La raison principale de ce double revirement est le rachat de BeReal par la licorne Voodoo début 2024 pour 500 millions de dollars. BeReal qui, jusqu’ici, ne générait pas un centime, se doit de devenir rentable. Ce qui explique son développement vers un business model publicitaire. Un autre petit exemple de comment BeReal peut exploiter des partenariats et passer par de la publicité ; lors de la sortie de l’album 1989 de Taylor Swift, l’appli a, comme par hasard, envoyé sa notification à l’exacte même heure que la sortie de l’album. Les fans ont donc pu capturer leurs réactions au moment de la découverte des nouvelles musiques. C’est exactement ce genre de partenariats permettant aux artistes et aux marques de synchroniser leurs lancements avec l’application qui pourront continuer d’exister.

Une application sans influenceurs… en apparence.

Mais au-delà de la publicité, concentrons-nous sur le sujet principal de cet article ; les influenceurs. En théorie, le réseau empêche les influenceurs de prospérer puisqu’il n’y a pas de filtres, pas de retouches, pas de mise en avant de contenus. Malgré tout, certains créateurs trouvent des moyens de détourner ces règles.

En effet, les marques parviennent à s’approprier BeReal, non seulement via les publicités mentionnées précédemment mais également avec des campagnes de communication utilisant des influenceurs.
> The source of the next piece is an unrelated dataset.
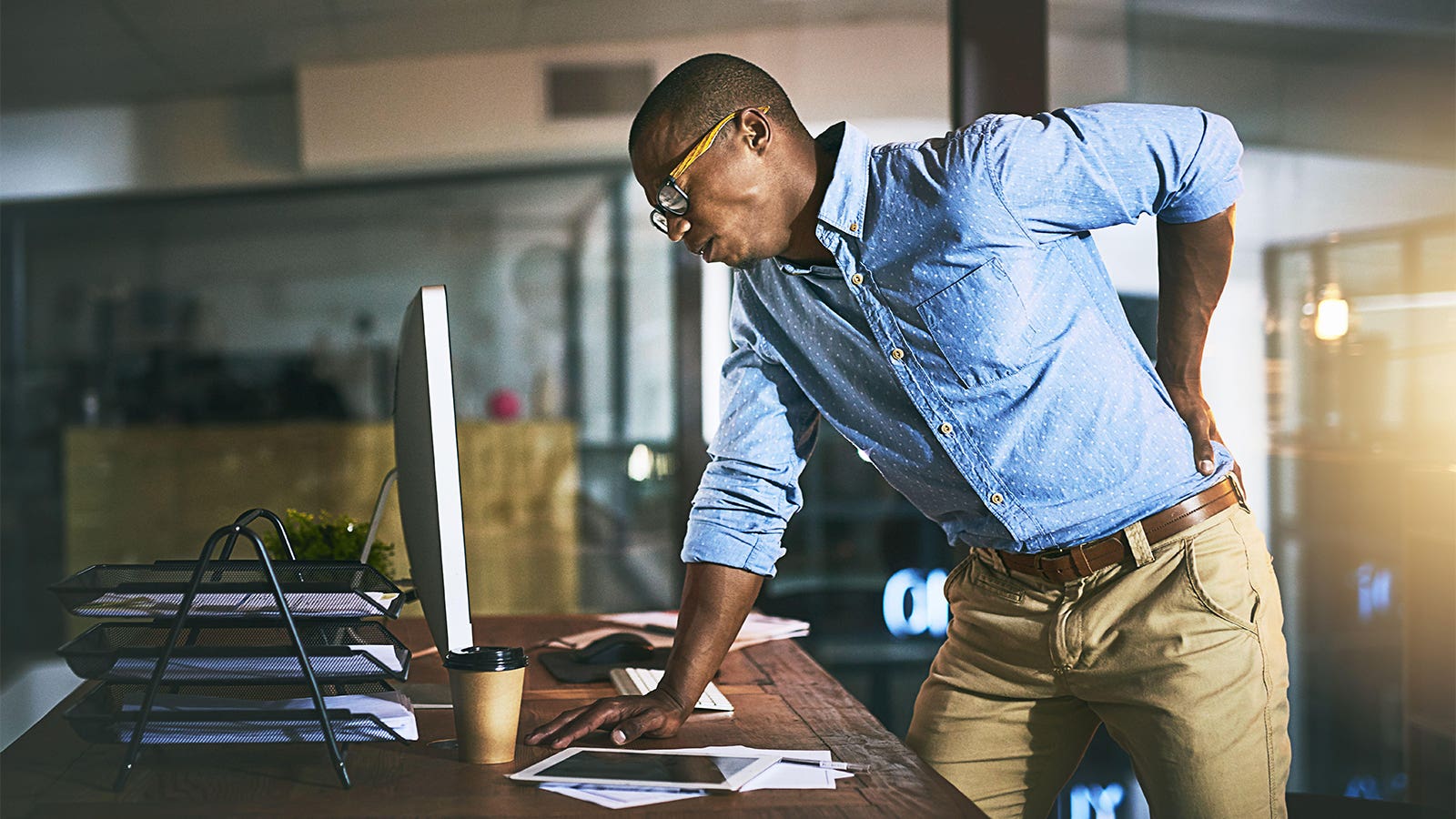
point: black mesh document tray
(235, 714)
(230, 589)
(339, 652)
Un exemple de cette évolution serait la nouvelle campagne de communication d’Avène. Accompagnée par l’agence We Are Social, l’entreprise utilise le concept du partage instantané de photo dans la journée pour promouvoir son produit « Cleanance Comedomed Peeling » avec comme nom pour la campagne #TheRealestAd. Le produit en question a pour mission de réduire le volume des boutons de 95% sur une quinzaine de jours. Ainsi, l’objectif de s’allier à BeReal était de bénéficier de sa valeur « d’authenticité » en partageant les résultats de la crème quotidiennement sur 15 jours via des influenceurs.  C’est le cas de la créatrice de contenu Isïa, qui a agrémenté son BeReal d’images en collaboration avec Avène pour montrer l’effet de la crème avec des photos « sans triche ».

Mais déjà bien avant ça, les marques avaient compris que BeReal pouvait leur être bénéfique. On peut mentionner Chipotle, la chaîne de restauration rapide mexicaine connue pour sa mentalité d’early-adopter, qui crée son compte au printemps 2022 et publie un code promo d’une offre limitée directement sur BeReal.
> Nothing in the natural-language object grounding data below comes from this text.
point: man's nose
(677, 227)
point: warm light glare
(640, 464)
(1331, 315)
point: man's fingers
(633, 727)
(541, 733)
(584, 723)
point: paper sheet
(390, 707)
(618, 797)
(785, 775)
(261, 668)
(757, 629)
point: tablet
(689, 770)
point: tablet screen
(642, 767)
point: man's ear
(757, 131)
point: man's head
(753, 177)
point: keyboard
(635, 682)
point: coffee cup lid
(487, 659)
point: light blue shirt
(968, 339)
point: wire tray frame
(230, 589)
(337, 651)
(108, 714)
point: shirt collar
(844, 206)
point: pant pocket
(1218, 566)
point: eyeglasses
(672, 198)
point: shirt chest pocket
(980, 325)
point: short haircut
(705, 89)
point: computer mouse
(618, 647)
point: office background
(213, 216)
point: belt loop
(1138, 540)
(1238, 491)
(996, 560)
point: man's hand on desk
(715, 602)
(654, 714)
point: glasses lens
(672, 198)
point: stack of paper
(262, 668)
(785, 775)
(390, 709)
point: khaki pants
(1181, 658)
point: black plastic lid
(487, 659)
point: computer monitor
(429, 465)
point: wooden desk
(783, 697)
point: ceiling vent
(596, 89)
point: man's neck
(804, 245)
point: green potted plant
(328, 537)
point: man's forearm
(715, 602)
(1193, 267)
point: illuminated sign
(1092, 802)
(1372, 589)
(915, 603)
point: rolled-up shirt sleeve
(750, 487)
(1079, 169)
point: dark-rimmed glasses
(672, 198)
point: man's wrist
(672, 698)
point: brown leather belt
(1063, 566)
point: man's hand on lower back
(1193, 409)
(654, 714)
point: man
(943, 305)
En bref, alors que le réseau partait du message « utilisons le réseau pour partager sa vie avec ses amis proches, sans artifices et sans objectifs cachés », il finit par se rapprocher de n’importe quel réseau en cédant à la pression du marketing et de l’influence.

Les marques ont rapidement compris l’avantage qu’elles pouvaient en tirer et BeReal a évolué dans leur sens.

Conclusion

À son lancement, BeReal incarnait une révolution en promettant un réseau social loin des artifices et des stratégies d’influence. Son concept reposait sur la spontanéité et l’instantanéité, un contraste radical avec Instagram ou TikTok. Pourtant, au fil des évolutions, l’application s’est progressivement éloignée de son idéal initial. L’introduction de publications bonus, l’apparition de comptes certifiés et la montée en puissance des collaborations avec marques et influenceurs marquent un tournant qui brouille son positionnement.
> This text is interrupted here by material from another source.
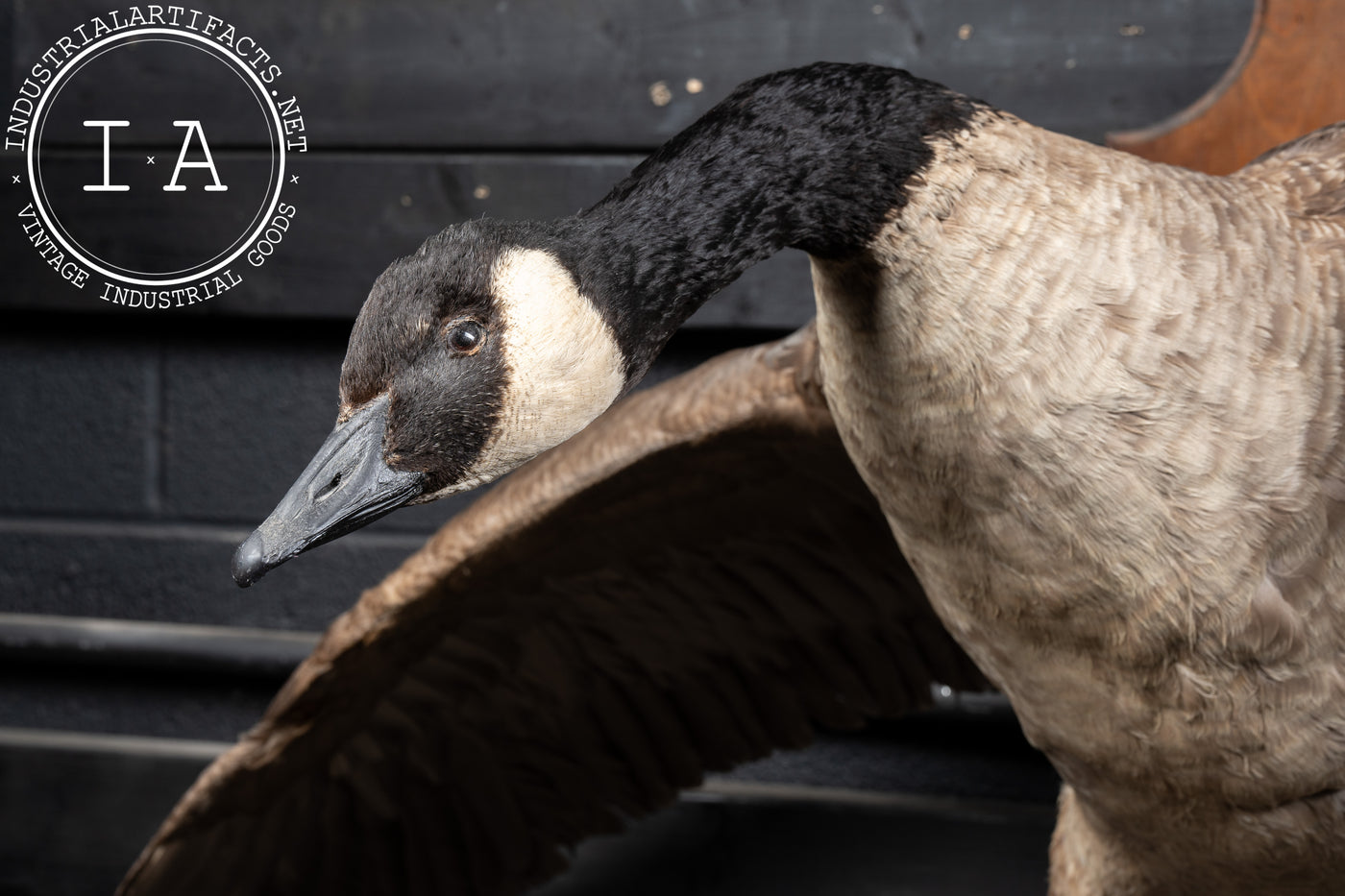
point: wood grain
(1284, 84)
Peut-on encore considérer BeReal comme une plateforme « anti-influence » ? À l’évidence, l’application n’échappe pas aux logiques de visibilité et de monétisation, malgré ses efforts pour préserver un semblant d’authenticité. Son futur dépendra sans doute de l’équilibre qu’elle parviendra à maintenir entre engagement utilisateur et rentabilité.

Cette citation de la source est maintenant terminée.